Several in vivo studies have suggested that the BM-derived cells can provide a source of neurons in the CNS (Brazelton et al., 2000; Mezey et al., 2000; Priller et al., 2001; Weimann, 2003; Mezey et al., 2003). However, the results here provide no evidence that BM-derived cells can transdifferentiate into or fuse with cochlear neurons or neurosensory hair cells in the inner ear. GFP+ cells were not detected in the sensory epithelium of the vestibular system or the organ of Corti. Although some GFP+ cells were present within the auditory and vestibular ganglia, none of these cells exhibited a neuronal morphology or was positively stained for neurofilament 200. A recent study using a similar clonal HSC transplantation procedure concluded that rare cells were dual-labeled with GFP and NeuN in infarcted areas of the brain induced by stroke (Hess et al., 2004). Another study showed that only 2-10 of over 13,000 neurons with a Purkinje cell phenotype were GFP+ in mouse brains at 10-12 months post-BM transplantation (Priller et al., 2001).
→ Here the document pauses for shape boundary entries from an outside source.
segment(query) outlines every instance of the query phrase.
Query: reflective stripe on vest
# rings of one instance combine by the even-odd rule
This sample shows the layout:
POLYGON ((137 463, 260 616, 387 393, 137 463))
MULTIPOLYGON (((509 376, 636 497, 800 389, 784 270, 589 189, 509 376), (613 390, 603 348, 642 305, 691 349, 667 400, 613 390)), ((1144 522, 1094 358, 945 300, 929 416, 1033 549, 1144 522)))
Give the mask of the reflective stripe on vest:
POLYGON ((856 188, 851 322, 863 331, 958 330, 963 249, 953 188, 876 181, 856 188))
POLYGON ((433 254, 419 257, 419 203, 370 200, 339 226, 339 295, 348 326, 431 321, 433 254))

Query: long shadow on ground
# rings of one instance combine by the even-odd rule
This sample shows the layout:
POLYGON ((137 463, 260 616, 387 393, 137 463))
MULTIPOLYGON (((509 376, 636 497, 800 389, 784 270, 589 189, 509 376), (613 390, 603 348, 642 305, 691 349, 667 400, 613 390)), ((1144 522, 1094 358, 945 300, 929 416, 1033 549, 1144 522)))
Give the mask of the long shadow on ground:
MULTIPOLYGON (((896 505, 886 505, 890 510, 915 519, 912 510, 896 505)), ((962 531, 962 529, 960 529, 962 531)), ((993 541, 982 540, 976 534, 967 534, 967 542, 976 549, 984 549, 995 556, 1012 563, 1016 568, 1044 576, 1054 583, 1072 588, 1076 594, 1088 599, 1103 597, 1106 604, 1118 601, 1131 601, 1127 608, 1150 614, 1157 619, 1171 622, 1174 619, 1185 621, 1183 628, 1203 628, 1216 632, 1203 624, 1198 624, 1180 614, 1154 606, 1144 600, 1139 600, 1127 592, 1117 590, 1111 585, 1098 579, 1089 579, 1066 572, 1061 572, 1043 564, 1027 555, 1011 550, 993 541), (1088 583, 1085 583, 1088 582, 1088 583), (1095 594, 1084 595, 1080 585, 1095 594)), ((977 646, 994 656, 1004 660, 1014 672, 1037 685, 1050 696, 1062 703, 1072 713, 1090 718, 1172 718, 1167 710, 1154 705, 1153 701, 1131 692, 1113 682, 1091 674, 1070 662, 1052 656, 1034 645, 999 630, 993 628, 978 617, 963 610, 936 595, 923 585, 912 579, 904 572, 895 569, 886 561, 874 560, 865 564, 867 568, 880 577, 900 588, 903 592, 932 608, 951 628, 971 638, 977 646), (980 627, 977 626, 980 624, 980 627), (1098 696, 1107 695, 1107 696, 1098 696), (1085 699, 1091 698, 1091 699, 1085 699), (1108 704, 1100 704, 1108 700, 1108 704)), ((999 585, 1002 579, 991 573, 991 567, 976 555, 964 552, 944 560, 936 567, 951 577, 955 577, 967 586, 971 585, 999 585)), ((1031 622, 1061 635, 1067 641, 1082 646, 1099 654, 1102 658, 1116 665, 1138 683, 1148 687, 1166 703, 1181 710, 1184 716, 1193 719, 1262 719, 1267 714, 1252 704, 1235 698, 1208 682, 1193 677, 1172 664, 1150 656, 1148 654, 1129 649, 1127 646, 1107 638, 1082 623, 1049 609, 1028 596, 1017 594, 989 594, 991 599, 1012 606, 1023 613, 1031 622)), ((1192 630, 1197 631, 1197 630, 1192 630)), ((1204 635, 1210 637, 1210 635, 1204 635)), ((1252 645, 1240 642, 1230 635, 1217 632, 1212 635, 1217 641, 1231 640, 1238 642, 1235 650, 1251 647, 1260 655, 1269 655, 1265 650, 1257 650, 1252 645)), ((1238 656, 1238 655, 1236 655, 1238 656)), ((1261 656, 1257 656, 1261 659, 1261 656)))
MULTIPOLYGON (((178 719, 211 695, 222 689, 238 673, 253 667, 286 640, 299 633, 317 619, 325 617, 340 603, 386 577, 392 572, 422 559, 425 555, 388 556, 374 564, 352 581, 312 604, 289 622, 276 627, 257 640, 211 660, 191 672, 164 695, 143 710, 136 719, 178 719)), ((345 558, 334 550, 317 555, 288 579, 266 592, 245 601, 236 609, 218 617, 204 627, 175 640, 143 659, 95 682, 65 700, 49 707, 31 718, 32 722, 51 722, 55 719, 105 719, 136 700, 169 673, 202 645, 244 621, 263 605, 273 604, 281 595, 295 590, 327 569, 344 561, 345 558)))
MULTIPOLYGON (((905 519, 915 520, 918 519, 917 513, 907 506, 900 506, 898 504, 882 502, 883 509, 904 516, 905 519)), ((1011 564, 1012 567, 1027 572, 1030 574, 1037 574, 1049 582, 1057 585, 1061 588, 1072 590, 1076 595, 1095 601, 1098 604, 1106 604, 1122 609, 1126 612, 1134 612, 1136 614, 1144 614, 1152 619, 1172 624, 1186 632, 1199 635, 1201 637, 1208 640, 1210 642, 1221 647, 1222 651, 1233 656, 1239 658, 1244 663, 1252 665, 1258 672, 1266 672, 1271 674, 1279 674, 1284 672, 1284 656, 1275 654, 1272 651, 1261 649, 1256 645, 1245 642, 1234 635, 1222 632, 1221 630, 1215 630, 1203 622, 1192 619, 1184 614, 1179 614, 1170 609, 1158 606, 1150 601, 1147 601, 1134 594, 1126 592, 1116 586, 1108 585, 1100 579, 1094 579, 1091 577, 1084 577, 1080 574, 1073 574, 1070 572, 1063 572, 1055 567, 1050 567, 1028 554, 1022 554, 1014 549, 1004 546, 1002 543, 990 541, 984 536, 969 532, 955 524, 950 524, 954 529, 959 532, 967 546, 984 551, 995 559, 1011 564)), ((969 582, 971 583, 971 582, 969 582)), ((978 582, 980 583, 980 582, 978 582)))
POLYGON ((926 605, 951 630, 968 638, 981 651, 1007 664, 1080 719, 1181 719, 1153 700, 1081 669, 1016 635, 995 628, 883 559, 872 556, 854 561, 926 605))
These results along with our failure to detect any GFP+ neurons or hair cells suggest that genesis of neuronal or epithelial cells from BM derived cells, if it occurs at all, is a very infrequent event. However, it is possible that injury or specific microenvironmental cues may be necessary to promote the differentiation or transdifferentiation of BM derived-cells into neuronal and sensory cells in the inner ear. For example, a recent in vitro study demonstrated that a combination of sonic hedgehog and retinoic acid, signaling molecules secreted from the microenvironment surrounding sensory ganglia during embryogenesis, promotes expression of glutamatergic sensory neuronal markers in BM-derived pluripotent stem cells (Kondo et al., 2005). Further work is needed to address this important question.

CONCLUSIONS

This study provides the first evidence that cells originating in BM, and in particular cells-derived from HSCs, have the capacity to engraft into the inner ear. The results suggest that mesenchymal cells, including fibrocytes in the adult inner ear, may be derived continuously from HSCs. We also hypothesize that BM-derived cells may have the capacity to attenuate cochlear injury by replacing or regenerating mesenchymal cells and fibrocytes in the inner ear. Enhancing the differentiation potential of BM progenitor cells could provide a promising therapeutic strategy for treatment of some forms of hearing loss.

Fig. 2.

Open in a new tab

GFP+ cells engrafted in a mouse cochlea six months after whole BM transplantation. Low power view of a midmodiolar section illustrates GFP+ cells (green) in many locations of the inner ear. Nuclei were counterstained with propidium iodide (red). Scale bar = 0.5 mm. Abbreviations: AN, auditory nerve; OCT, organ of Corti; PA, posterior ampulla; RM, Reissner's membrane; S, saccular macula; SG, spiral ganglion; SL, spiral ligament; SM, scala media; ST, scala tympani; SV, scala vestibuli; VG, vestibular ganglion.

ACKNOWLEDGMENTS

The authors thank Dr. Haiqun Zeng and Mr. James Nicholson for their technical assistance, Mrs. Martha Harvey for her editorial assistance and the staff of the Radiation Oncology Department at the Medical University of South Carolina for the irradiation of mice.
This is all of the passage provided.